Section 6 (b) of the Consumer Product Safety Act states that before we release information that identifies a product or manufacturer, the agency must take reasonable steps to assure the accuracy of the information, including giving the manufacturer 15 days notice of a proposed release of information. If we decide to release the information over the objection of the manufacturer, we must notify the manufacturer of our decision five days before our release. In theory, the manufacturer then can go to court to block it. In the last twenty years at the commission, we have released much information on countless occasions and I am aware of only two attempts to block release; neither succeeded. Additionally, if we determine that public safety warrants, we may release the information immediately without providing 15 day notice.
The majority’s misstatements have now been picked up in the media where I have read several stories that make the inaccurate assertion that information will not be released without manufacturer approval. For example, in a Bloomberg story last week, an incorrect statement, attributed to a fellow Commissioner, said “The agency has been required to get company permission to make such information public. . .”. Though the publication may not be well-versed in our intricate laws, my fellow Commissioner should be.

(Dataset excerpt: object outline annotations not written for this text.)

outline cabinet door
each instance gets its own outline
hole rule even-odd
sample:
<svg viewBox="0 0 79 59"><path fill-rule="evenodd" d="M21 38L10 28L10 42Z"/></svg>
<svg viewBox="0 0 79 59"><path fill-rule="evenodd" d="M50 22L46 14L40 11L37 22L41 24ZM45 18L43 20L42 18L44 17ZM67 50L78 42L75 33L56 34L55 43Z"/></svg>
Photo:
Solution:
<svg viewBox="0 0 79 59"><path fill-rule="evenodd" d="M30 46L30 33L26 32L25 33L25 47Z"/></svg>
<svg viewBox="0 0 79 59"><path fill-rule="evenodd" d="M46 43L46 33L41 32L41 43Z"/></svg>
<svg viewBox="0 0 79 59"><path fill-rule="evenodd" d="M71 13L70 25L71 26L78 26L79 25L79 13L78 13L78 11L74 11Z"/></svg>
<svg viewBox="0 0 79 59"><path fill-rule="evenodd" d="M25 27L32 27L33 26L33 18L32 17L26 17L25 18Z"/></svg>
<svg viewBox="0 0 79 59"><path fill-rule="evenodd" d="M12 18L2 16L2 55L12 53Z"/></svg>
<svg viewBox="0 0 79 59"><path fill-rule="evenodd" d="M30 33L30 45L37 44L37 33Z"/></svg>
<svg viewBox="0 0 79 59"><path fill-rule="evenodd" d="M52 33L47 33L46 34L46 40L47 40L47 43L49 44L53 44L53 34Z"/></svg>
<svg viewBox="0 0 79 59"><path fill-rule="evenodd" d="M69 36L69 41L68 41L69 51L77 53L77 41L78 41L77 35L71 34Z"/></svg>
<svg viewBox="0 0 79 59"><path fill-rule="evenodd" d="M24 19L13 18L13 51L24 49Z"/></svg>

Press reports misstating the law tend to be repeated as absolute fact. Of course this example of turning fiction into fact is the same concern that has been expressed about the database itself. Once information is published on a federally-sanctioned web site, it becomes “true” regardless of the actual facts. The majority knows this. Accidental or intentional, a misstatement is a misstatement nevertheless. And nevertheless, it is now repeated as fact. A bit more fact checking would do all of us good; most of all, the consumer.